O diretor Romison Mota, por sua vez, chama a atenção para importância de intensificar a fiscalização do comércio ilegal e ampliar campanhas de conscientização.
Um dos argumentos que sempre animam o debate e tentam colocar em campos opostos saúde e economia também é tratado pelo relator Barra Torres. O diretor cita estudos que mostram que problemas de saúde provocados por doenças relacionadas ao tabaco trazem um custo de R$ 57 bilhões para o sistema de saúde brasileiro:
“Certamente esses custos são ainda maiores, pois não incluem os gastos com ações de prevenção e tratamento para cessação do tabagismo, nem de prevenção e mitigação dos danos sanitários, sociais e ambientais decorrentes da produção de tabaco e do mercado ilegal de tabaco. Considerando ainda que a população jovem brasileira se aproxima dos 50 milhões de indivíduos, e que o uso de DEF é mais alto em jovens, como mostram as prevalências, aliado ao fato de os DEF serem porta de entrada para o uso do cigarro convencional, como estariam as futuras gerações e o custo do tabagismo e consumo de nicotina nos próximos anos, caso a sua comercialização fosse permitida e estes produtos estivessem disseminados legalmente?”, questiona Barra Torres em seu voto.

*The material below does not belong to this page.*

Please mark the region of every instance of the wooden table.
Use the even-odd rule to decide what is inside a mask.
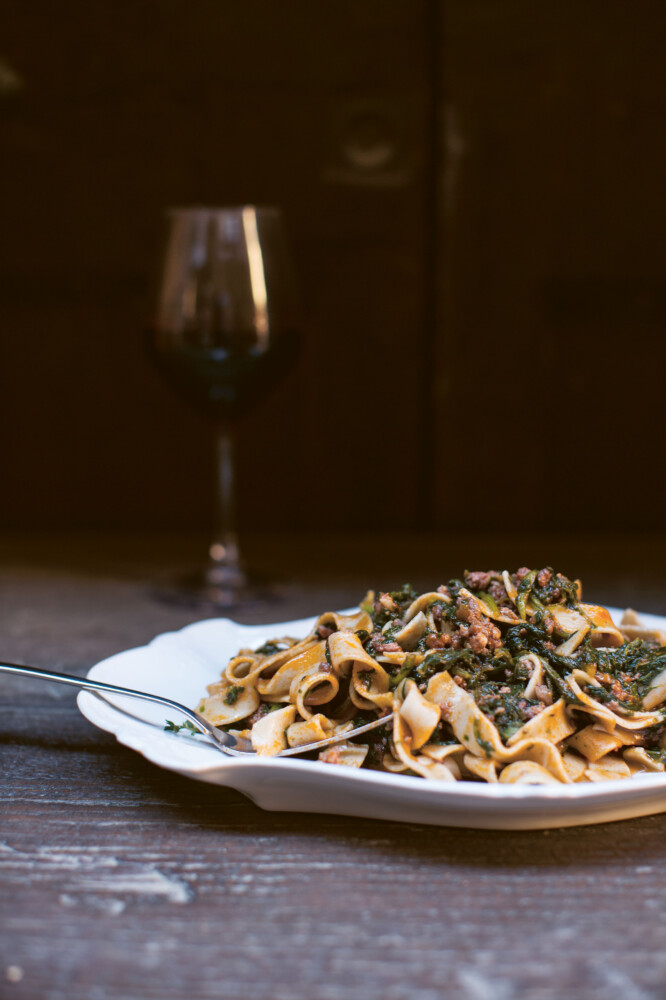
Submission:
[[[84,673],[201,617],[151,585],[196,543],[6,542],[3,655]],[[245,621],[344,606],[409,567],[425,585],[546,553],[589,597],[666,608],[664,539],[250,548],[299,582]],[[0,676],[0,697],[3,1000],[666,997],[666,815],[501,833],[265,813],[119,746],[66,688]]]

Como o processo da Anvisa não se encerrou e há, ainda, a perspectiva de tramitação do projeto no Congresso, vale a pena olhar com atenção para os pontos destacados pelos diretores da agência reguladora. Três dos votos já estão disponíveis no site da Anvisa e merecem um olhar atento, sobretudo de parlamentares que ainda devem se debruçar sobre o tema. Revisões são sempre importantes, pois permitem reparar erros, reforçar pontos que foram deixados para trás e, ainda, manter estratégias que estão no caminho certo. Quanto mais nos amparamos em dados confiáveis, mais acertadas serão as decisões.